Aku sedikit terkejut mendengar penjelasan Mbak Mia. Teringat bagaimana makhluk aneh semalam menyorotkan kebencian padaku. Dan mengatakan untukku agar tidak ikut campur.

"Memangnya, Mbak Mia mimpi gimana?" tanyaku lagi.

"Mimpinya kayak nyata banget, Mbak. Jadi dia gedor-gedor pintu kamar aku. Pas masuk, wajahnya lebih serem dari yang kulihat sebelumnya, dia menyeringai dan menampakkan gigi taringnya. Duhh pokoknya serem banget, sampai aku takut buat tidur," jelas Mbak Mia sambil begidik ngeri.

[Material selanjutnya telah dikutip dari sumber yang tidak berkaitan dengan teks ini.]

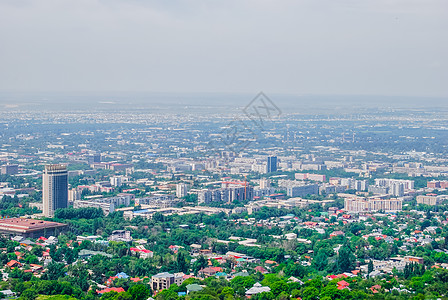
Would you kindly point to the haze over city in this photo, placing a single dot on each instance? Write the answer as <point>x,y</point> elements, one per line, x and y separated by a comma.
<point>223,150</point>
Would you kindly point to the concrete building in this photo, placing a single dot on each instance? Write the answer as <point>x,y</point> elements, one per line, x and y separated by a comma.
<point>431,199</point>
<point>181,190</point>
<point>272,164</point>
<point>302,190</point>
<point>30,228</point>
<point>308,176</point>
<point>116,181</point>
<point>54,189</point>
<point>386,182</point>
<point>265,183</point>
<point>227,194</point>
<point>359,204</point>
<point>164,280</point>
<point>9,169</point>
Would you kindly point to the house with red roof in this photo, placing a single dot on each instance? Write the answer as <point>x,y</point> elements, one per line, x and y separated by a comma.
<point>260,269</point>
<point>342,284</point>
<point>13,263</point>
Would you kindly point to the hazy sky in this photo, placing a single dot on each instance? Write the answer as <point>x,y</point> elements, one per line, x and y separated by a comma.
<point>377,47</point>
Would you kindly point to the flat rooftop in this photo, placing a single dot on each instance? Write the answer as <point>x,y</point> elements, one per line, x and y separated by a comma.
<point>27,225</point>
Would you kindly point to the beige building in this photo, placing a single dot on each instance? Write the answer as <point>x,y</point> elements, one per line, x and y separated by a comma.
<point>54,189</point>
<point>431,199</point>
<point>370,205</point>
<point>164,280</point>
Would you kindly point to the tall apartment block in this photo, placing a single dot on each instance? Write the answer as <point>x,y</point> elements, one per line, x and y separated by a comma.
<point>54,189</point>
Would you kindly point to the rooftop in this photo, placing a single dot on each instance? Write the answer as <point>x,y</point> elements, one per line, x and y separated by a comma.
<point>27,225</point>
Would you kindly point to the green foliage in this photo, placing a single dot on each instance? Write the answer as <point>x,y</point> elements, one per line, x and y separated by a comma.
<point>78,213</point>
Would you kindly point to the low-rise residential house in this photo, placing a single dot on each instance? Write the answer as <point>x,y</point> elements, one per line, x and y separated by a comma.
<point>257,289</point>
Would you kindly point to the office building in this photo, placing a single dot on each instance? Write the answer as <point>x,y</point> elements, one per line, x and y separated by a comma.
<point>302,190</point>
<point>30,228</point>
<point>431,199</point>
<point>54,189</point>
<point>181,190</point>
<point>371,205</point>
<point>272,164</point>
<point>164,280</point>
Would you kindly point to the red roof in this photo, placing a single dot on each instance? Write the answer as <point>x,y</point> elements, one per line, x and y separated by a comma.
<point>107,290</point>
<point>343,283</point>
<point>12,263</point>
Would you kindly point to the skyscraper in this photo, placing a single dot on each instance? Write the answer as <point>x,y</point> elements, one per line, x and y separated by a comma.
<point>54,188</point>
<point>272,164</point>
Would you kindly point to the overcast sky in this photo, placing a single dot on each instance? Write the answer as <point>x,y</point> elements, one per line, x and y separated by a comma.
<point>377,47</point>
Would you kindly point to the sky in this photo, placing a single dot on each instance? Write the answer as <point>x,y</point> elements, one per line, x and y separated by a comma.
<point>301,47</point>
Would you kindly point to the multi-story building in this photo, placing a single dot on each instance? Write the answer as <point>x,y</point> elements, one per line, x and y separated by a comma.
<point>272,164</point>
<point>265,183</point>
<point>164,280</point>
<point>302,190</point>
<point>431,199</point>
<point>54,189</point>
<point>226,194</point>
<point>181,190</point>
<point>407,184</point>
<point>10,169</point>
<point>116,181</point>
<point>160,200</point>
<point>359,204</point>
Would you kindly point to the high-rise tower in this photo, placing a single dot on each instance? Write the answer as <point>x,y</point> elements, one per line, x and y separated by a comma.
<point>54,189</point>
<point>272,164</point>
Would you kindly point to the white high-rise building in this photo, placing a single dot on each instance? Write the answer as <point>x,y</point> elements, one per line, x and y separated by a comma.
<point>54,189</point>
<point>116,181</point>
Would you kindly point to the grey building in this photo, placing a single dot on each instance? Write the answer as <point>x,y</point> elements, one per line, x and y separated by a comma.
<point>54,189</point>
<point>272,164</point>
<point>302,190</point>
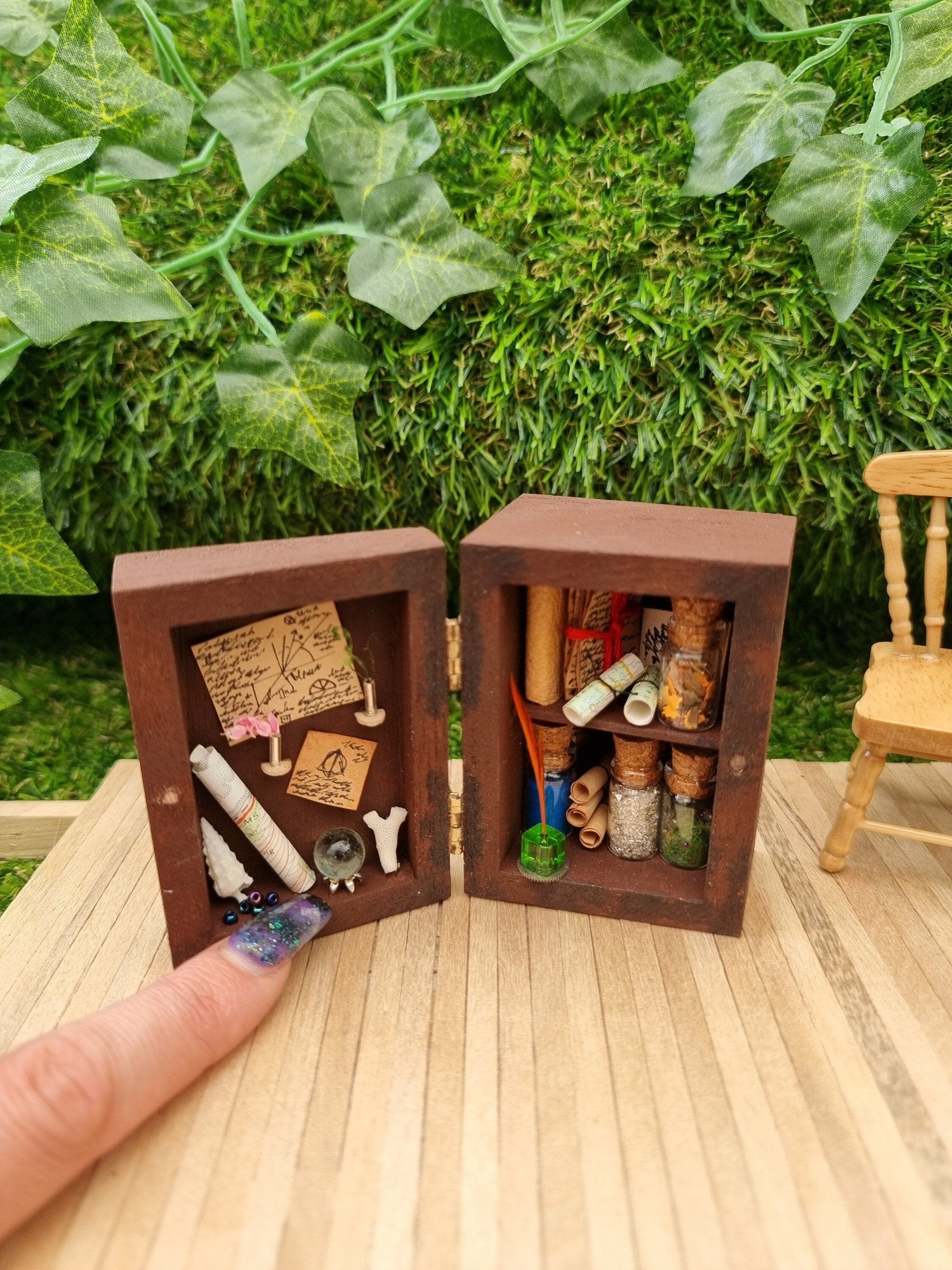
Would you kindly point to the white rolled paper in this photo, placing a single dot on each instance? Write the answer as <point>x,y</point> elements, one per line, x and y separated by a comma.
<point>643,700</point>
<point>602,692</point>
<point>234,797</point>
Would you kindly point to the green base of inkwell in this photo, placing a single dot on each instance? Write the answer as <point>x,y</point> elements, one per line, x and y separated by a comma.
<point>543,858</point>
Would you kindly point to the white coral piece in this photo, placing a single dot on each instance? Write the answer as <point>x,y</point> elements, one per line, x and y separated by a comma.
<point>225,869</point>
<point>385,836</point>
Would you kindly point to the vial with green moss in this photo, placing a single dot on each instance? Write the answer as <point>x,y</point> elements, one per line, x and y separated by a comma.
<point>543,854</point>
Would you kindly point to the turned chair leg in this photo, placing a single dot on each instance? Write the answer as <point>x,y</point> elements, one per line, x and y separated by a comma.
<point>852,811</point>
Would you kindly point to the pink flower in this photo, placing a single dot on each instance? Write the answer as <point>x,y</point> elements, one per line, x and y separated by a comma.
<point>255,726</point>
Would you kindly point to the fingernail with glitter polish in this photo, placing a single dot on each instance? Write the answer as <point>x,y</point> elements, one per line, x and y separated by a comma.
<point>277,934</point>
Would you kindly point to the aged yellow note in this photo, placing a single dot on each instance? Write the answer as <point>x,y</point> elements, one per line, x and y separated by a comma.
<point>294,665</point>
<point>332,769</point>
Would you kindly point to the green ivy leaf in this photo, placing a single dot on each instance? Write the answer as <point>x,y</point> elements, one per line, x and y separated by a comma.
<point>69,265</point>
<point>616,58</point>
<point>359,149</point>
<point>927,51</point>
<point>26,25</point>
<point>8,698</point>
<point>10,333</point>
<point>34,558</point>
<point>22,172</point>
<point>750,115</point>
<point>417,255</point>
<point>791,13</point>
<point>466,29</point>
<point>265,124</point>
<point>850,203</point>
<point>95,90</point>
<point>299,398</point>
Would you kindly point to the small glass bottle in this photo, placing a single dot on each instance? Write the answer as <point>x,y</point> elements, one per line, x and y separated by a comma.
<point>692,666</point>
<point>687,807</point>
<point>634,799</point>
<point>557,745</point>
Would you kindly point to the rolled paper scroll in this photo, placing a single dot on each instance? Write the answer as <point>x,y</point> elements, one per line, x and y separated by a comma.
<point>643,700</point>
<point>602,693</point>
<point>234,797</point>
<point>593,835</point>
<point>545,623</point>
<point>581,813</point>
<point>590,783</point>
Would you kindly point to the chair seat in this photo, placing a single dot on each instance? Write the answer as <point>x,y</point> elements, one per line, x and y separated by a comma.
<point>907,703</point>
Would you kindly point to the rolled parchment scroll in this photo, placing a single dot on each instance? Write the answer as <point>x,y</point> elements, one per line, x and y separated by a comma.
<point>596,830</point>
<point>590,783</point>
<point>234,797</point>
<point>602,693</point>
<point>581,813</point>
<point>643,700</point>
<point>545,623</point>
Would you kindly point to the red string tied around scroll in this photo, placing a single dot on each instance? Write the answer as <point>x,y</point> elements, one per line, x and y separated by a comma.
<point>623,610</point>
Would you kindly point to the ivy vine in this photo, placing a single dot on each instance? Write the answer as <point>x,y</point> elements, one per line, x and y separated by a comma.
<point>95,123</point>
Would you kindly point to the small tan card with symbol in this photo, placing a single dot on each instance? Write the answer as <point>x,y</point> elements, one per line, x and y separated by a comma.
<point>332,769</point>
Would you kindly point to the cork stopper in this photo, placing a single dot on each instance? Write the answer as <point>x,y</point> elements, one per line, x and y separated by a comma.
<point>690,761</point>
<point>695,624</point>
<point>691,773</point>
<point>555,746</point>
<point>637,763</point>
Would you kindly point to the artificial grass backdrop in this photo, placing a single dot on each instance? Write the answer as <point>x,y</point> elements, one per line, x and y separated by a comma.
<point>656,349</point>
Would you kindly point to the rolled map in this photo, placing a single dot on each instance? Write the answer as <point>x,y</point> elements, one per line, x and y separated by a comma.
<point>602,692</point>
<point>643,700</point>
<point>234,797</point>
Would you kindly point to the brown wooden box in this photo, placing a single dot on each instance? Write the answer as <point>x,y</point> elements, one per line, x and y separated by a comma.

Aku menyimak penjelasannya, sambil sesekali melirik mengawasi Kamil yang tengah bermain dengan bolanya. Semakin ke sini, semakin banyak pula kejadian aneh.

"Jangan dipikirin, Mbak. Mungkin hanya bunga tidur," elakku. Agar Mbak Mia tak lagi ketakutan.

"Beneran aku takut banget. Mana suami baru pulang hari sabtu." Ucapnya lagi.

Dan setelahnya, Mbak Mia pamit pulang karena merasa kedinginan, cuaca memang tidak bersahabat hari ini. Sepertinya hujan akan turun. Sedang Mas Ahmad tak kunjung pulang.

Benar saja, percikan air mulai turun dari langit, aku segera mengajak Kamil untuk masuk ke dalam rumah. Khawatir badannya panas jika terkena air hujan.

Guyuran hujan semakin deras, petir menggelegar, masih jam dua siang, tapi langit sudah menggelap. Sedang Mas Ahmad tak juga ada kabar.

Aku khawatir, tidak biasanya seperti ini. Dari jam sembilan hingga kini tak kunjung pulang. Kamil sudah terlelap sedari tadi. Berkali-kali aku menghubungi Mas Ahmad, namun tak kunjung ada jawaban. Mungkin teleponnya mati.

****

"Dek," ucap suara di balik pintu.

Aku tau suara itu, Mas Ahmad. Ya, dia baru pulang, padahal hari sudah larut malam. Hampir pukul sembilan. Entah ada apa dengannya, dari tadi, pikiranku tidak tenang.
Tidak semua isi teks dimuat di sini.